MLP model uses a hierarchy structure of hidden layers meaning that every successive hidden layer has the fewer number (say half) of hidden neuron units than the previously hidden layer neuron units. It is because as going deeper into the neural network, the more complex interaction between the user and item metadata can be determined [24] and therefore more user metadata r likeness or dis-likeness towards item metadata s.

5.5 Fusion of GMF and MLP

Till now, two examples under the MEDCF framework is discussed. One is the GMF that allows the linear function to model the latent features interaction between user and item. Another one is MLP that allows a non-linear function to learn the latent features interaction between user and item metadata. Now, the question is how to fuse GMF and MLP under the MEDCF framework so that both can mutually complement each other on the user-item interaction for the enhanced model?

One solution is to presume the embedding layer of GMF and MLP and then combine (concatenate) the outputs of their interaction functions. It is similar to the well-known approach followed in Neural Tensor Network (NTN) [53]. Mathematically, coupling GMF layer with a one-layer MLP can be defined mathematically as:

$$ \hat{y}_{ui} = ReLU\left( h^{T}a\left( p_{u} \odot q_{i} + W\begin{bmatrix}p_{r}^{\prime} \\q_{s}^{\prime}\end{bmatrix} + b\right)\right), $$
(12)

Sharing the embedding of GMF and MLP might obstruct the performance of the combined model in the way that both are restricted from using the same length of embedding.

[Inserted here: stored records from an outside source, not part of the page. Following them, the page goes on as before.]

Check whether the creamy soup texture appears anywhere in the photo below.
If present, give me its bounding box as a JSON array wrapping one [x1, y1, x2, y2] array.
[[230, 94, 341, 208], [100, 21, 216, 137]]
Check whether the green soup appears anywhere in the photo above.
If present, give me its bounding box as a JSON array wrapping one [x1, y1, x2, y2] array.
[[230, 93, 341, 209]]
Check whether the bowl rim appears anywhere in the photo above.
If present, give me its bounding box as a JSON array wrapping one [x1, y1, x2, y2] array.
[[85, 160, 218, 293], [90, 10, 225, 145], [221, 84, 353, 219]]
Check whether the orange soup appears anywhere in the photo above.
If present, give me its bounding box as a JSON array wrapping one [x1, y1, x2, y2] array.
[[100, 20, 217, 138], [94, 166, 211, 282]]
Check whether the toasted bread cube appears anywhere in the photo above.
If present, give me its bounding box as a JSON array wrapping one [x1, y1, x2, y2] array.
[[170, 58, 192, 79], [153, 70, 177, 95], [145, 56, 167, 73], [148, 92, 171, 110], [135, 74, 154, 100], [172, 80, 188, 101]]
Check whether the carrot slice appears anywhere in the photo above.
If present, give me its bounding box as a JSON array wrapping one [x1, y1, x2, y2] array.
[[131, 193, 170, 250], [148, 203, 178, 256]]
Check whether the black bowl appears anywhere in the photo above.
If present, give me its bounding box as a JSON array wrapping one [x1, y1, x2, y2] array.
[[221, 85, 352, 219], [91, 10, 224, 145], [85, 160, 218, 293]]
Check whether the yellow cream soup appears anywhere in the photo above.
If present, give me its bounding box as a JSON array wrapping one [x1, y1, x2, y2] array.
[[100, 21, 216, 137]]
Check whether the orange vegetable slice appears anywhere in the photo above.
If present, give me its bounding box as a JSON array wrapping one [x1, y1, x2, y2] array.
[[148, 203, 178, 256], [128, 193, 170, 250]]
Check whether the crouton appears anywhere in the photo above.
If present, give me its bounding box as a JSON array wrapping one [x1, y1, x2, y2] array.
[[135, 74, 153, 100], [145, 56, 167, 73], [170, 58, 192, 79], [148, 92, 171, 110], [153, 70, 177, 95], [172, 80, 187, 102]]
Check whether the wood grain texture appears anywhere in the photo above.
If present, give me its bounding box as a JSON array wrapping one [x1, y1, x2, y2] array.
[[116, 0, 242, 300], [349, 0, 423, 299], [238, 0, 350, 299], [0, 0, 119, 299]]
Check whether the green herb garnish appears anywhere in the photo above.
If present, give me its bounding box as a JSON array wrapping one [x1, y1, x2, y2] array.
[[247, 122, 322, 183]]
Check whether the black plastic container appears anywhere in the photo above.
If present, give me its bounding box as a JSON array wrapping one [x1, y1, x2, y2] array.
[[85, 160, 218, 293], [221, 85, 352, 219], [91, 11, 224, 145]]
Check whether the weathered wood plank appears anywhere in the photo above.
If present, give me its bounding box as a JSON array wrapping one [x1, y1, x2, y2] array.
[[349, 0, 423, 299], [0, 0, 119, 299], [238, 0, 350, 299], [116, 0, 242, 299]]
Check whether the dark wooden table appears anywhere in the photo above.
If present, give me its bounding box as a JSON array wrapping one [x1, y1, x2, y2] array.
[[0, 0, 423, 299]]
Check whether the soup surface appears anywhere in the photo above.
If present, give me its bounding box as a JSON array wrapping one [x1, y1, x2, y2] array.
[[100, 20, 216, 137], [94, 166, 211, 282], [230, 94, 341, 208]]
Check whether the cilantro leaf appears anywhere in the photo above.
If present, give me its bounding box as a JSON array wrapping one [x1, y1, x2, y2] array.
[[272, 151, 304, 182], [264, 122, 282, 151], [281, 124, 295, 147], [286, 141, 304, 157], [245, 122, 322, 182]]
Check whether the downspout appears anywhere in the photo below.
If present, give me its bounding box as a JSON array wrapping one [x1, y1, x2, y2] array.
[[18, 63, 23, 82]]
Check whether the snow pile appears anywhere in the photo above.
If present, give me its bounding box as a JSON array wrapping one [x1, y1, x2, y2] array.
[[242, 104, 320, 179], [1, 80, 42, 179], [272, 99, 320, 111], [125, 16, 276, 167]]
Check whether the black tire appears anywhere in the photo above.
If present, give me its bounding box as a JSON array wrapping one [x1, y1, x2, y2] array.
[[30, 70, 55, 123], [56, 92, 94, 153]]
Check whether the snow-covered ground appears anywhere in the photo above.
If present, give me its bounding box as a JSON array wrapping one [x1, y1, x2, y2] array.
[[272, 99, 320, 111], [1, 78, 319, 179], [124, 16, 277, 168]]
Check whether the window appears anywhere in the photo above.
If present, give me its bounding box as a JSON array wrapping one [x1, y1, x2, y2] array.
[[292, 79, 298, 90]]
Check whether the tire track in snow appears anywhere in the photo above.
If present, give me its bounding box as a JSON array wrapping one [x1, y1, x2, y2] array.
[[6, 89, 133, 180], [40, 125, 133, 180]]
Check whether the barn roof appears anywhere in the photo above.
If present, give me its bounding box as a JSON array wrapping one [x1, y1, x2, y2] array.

So, to give more flexibility to MEDCF model, separate embedding are used for the two models so that both learn their respective features more conveniently. Further, the outputs of the last hidden layer for GMF and MLP models are concatenated and mathematically it is defined as:

$$ \begin{array}{@{}rcl@{}} \phi^{G} &=& p_{u} \odot q_{i},\\ \phi^{M} &=& a_{L}\left( {W_{L}^{T}}\left( a_{L-1}\left( \hdots a_{2}\left( {W_{2}^{T}}\begin{bmatrix}p_{r}^{\prime} \\q_{s}^{\prime}\end{bmatrix} + b_{2}\right)\hdots\right)\right) + b_{L}\right),\\ \hat{y}_{ui} &=& ReLU\left( h^{T}\begin{bmatrix}\phi^{G} \\\phi^{M}\end{bmatrix}\right). \end{array} $$
(13)

where pu and \(p_{r}^{\prime }\) denotes latent vector for user u and user metadata r, respectively. Similarly, qi and \(q_{s}^{\prime }\) denotes latent vector for item i and item metadata s, respectively. ReLU as the activation function is used for MLP layers. The fused model is named as Neural Matrix Factorization (NeuMF) under the MEDCF framework which jointly binds the linearity of the GMF model and non-linearity of MLP model to learn the user-item latent interaction using rating and metadata information. The MEDCF learning model is outlined in Algorithm 1.

figure a

6 Experimental setup

In this section, datasets, a brief introduction of baseline methods to compare with and the evaluation metrics for comparing model performance with the baselines are discussed.

6.1 Datasets

Experiments are carried out on the two publicly available real-world datasets in order to evaluate the model’s performance on the rating prediction task:

  • (1) MovieLens. MovieLens 100KFootnote 1 (ML100K) and MovieLens 1MFootnote 2 (ML1M) datasets were created by the grouplens research project at the University of Minnesota. These datasets comprise of user’s explicit ratings on items ranging from 1 to 5. Three files for the datasets are used. The rating file consists of a tab-delimited list of user id, item id, rating, and timestamp. The user file comprises user demographic information consisting of a tab-delimited list of user id, age, gender, occupation, and zip code. There is a total of 21 occupation categories having values 1 or 0 depending on whether the user corresponds to that occupation or not. The item file consists of movie metadata information consisting of the tab-delimited list of movie id, movie title, release date, video release date, IMDb URL, and genres. There is a total of 18 genre categories having values 1 or 0 depending on whether the movie is of that genre or not. The occupation distribution of the users and genre distribution of the movies for the MovieLens 1M dataset are shown in Figs. 3 and 4, respectively.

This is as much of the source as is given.